- Genre: Cooking
- Presented by: Ming Tsai
- Country of origin: United States
- Original language: English
- No. of seasons: 18
- No. of episodes: 379

Production
- Executive producers: Ming Tsai Laurie Donnelly Julia Harrison (2003–2015)
- Production location: Milford, Massachusetts
- Running time: 27 minutes
- Production companies: WGBH-TV Ming East-West, LLC

Original release
- Network: WGBH-TV
- Release: October 4, 2003 – present

= Simply Ming =

Simply Ming is a television cooking show hosted by chef Ming Tsai that is produced by WGBH Boston and Ming East-West, LLC. The show is distributed by American Public Television.

==Overview==

The initial premise of the show consisted of Ming presenting a master recipe, which he would use in all of the dishes prepared during the episode. Occasionally, Ming would go on location to spotlight a particular component used in or related to that episode's recipes. Later episodes also featured guest chefs whom Ming invited to the show; these special guests then use the master recipe in a dish of their own. Sometimes one of Ming's family would be featured on some episodes.

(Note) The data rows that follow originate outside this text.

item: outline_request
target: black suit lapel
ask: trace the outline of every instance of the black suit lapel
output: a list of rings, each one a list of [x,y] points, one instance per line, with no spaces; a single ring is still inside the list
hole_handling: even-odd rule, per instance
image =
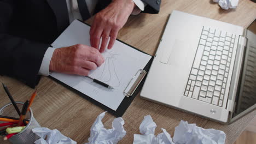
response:
[[[68,12],[66,0],[47,0],[55,14],[59,32],[63,32],[69,25]]]

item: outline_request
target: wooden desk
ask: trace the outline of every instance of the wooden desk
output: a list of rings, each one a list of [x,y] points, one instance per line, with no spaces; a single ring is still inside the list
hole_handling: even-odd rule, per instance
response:
[[[248,26],[256,18],[256,3],[249,0],[240,0],[236,9],[229,10],[221,9],[212,0],[162,0],[159,14],[140,14],[130,16],[118,38],[148,53],[154,55],[167,17],[173,9],[243,27]],[[88,22],[90,22],[90,20]],[[13,79],[6,76],[0,76],[0,79],[8,86],[16,101],[25,101],[34,91]],[[78,143],[86,142],[90,136],[91,126],[104,110],[48,77],[42,79],[37,88],[38,95],[32,109],[40,124],[51,129],[59,130]],[[0,88],[0,106],[9,103],[2,87]],[[123,116],[127,134],[119,143],[132,143],[133,134],[139,133],[139,124],[147,115],[152,116],[158,125],[156,135],[161,133],[160,128],[164,128],[172,137],[175,127],[183,119],[206,129],[223,130],[226,134],[226,143],[232,143],[255,113],[254,111],[229,125],[222,125],[142,99],[137,95]],[[103,122],[107,128],[111,127],[114,118],[110,114],[107,113]],[[0,143],[3,143],[2,141]]]

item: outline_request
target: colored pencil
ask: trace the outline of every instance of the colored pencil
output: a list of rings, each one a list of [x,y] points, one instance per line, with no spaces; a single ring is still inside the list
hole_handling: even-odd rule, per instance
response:
[[[26,114],[27,113],[27,108],[28,105],[30,104],[30,101],[28,100],[26,101],[22,106],[22,110],[21,111],[21,115],[20,115],[20,120],[18,124],[18,126],[20,127],[23,122],[24,118],[26,117]]]
[[[0,127],[4,127],[4,126],[7,126],[7,125],[12,125],[12,124],[16,124],[16,123],[11,123],[11,122],[0,123]]]
[[[33,93],[32,95],[31,95],[31,97],[30,97],[30,104],[28,105],[28,106],[27,107],[27,112],[28,111],[28,110],[30,109],[30,107],[31,106],[32,104],[33,103],[33,101],[34,101],[34,98],[37,95],[37,89],[36,89],[36,91]]]
[[[9,119],[15,119],[15,120],[19,120],[20,119],[19,118],[8,117],[8,116],[1,116],[1,115],[0,115],[0,118],[9,118]],[[30,120],[27,119],[24,119],[24,121],[27,121],[27,122],[30,121]]]
[[[15,101],[13,99],[13,97],[10,94],[10,92],[9,92],[8,88],[7,87],[4,85],[3,83],[2,83],[2,85],[3,85],[3,87],[4,89],[4,91],[5,91],[6,93],[9,97],[9,98],[10,99],[10,101],[11,101],[11,103],[13,104],[13,106],[14,106],[14,108],[15,108],[16,111],[17,111],[17,113],[18,113],[19,116],[20,116],[20,111],[19,108],[17,106],[17,105],[16,104]]]
[[[0,121],[16,123],[19,122],[19,120],[15,120],[15,119],[6,118],[0,118]]]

Another season followed the same format, except that the master recipe gave way to what Ming had called a master pair: two ingredients, one typically regarded as Western (i.e. black pepper, truffle oil, avocado, cranberries) and one typically regarded as Eastern (i.e. soybeans, sake, ponzu, Thai basil), are used in all the dishes prepared in each episode.

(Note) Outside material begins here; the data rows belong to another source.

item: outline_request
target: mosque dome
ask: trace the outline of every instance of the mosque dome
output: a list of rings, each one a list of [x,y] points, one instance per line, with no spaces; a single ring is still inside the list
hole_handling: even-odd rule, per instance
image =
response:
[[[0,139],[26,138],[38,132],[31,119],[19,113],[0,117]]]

The 2014 season followed another format. Ming would travel around the world and sometimes would be in his studio, where he would cook improvised recipes with renowned chefs from ingredients that would be kept secret beforehand. The guest would go first, and Ming would go last.

==Broadcast==

The series is available on public television stations (mostly PBS stations), and the Create network. It's also shown on the LifeStyle Food channel in Australia. Select episodes are available for viewing on the official Ming Tsai website via the Episodes page.

==Home media==

In 2005, WGBH Boston Video released a DVD set called "Simply Ming - The Complete Collection", it contains 3 discs containing several episodes of the series, It is based on Season 2, which was broadcast in 2004. The most recent release is "Simply Ming: Cooking with Friends & Family", released by PBS Distribution in 2012.